Making Cd's cheaper (they're already pretty cheap) isn't going to save anyone's job. You can't compete with 'free' as a price point. They need to add value to their product, not cheapen what they already have. The 'record' industry need to learn that their product was plastic, NOT music. As soon as they wise up to that and accept that music holds little value in isolation (never did, never will) they can start making some serious cash again.

Instead they want to keep milking their established revenue streams. Louis B. Mayer must be looking down and laughing.
 
Charley! said:
That probably does include cheaper made and shorter albums as well though (Think the Doll Domination sequels, the Justin Bieber albums, the Miranda Cosgrove album, etc.)

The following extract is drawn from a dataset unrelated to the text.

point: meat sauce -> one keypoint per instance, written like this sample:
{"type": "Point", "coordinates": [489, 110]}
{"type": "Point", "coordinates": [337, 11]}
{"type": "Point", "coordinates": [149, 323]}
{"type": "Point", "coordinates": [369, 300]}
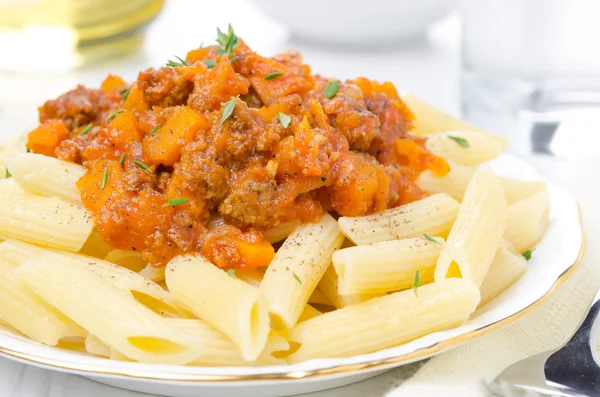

I prefer a 12 track album to an 8 track album, but then again I definitely prefer an 8 track album to no album at all.
To be honest with you, I don't mind short albums. For instance, She Wolf was worth the money despite 10 tracks.
 
Artists already make SOOOO little money from CD sales as it is. Decreasing the prices won't make things any better.
 
Make CDs cheaper? They're hardly expensive. Most can be picked up for £7-8 a week after release and a month later you can get them for as cheap as £5. How cheap do you want it? It's devaluing the music in my opinion.
 
I want a physical cd lasting no more than 50 mins max and about a fiver....

... Oh hang on- I just described a vinyl album
before CDs took over!!
 
I'd be fine with shorter albums, usually they get rid of the shit by cutting down the tracks. She Wolf, for example, was a fantastic album probably because it was too short. Any longer and it would have been going on a bit, especially because Shakira doesn't always have the most pleasant voice. Compare that to something like Christina's Stripped which is so fucking long and boring it makes me want to tear my face off, but has a classic 10-track album buried in it. See also: every Janet album since All For You.

Thriller, the biggest album of all time, had nine tracks, while Invincible, the epic fail, had sixteen. Coincidence? I THINK NOT, PEOPLE.
 
Surely they could save alot converting completely to Eco-packs? But who ever said about cheapining the products is not going to help. I agree, they do need a massive crack down on illegal downloading.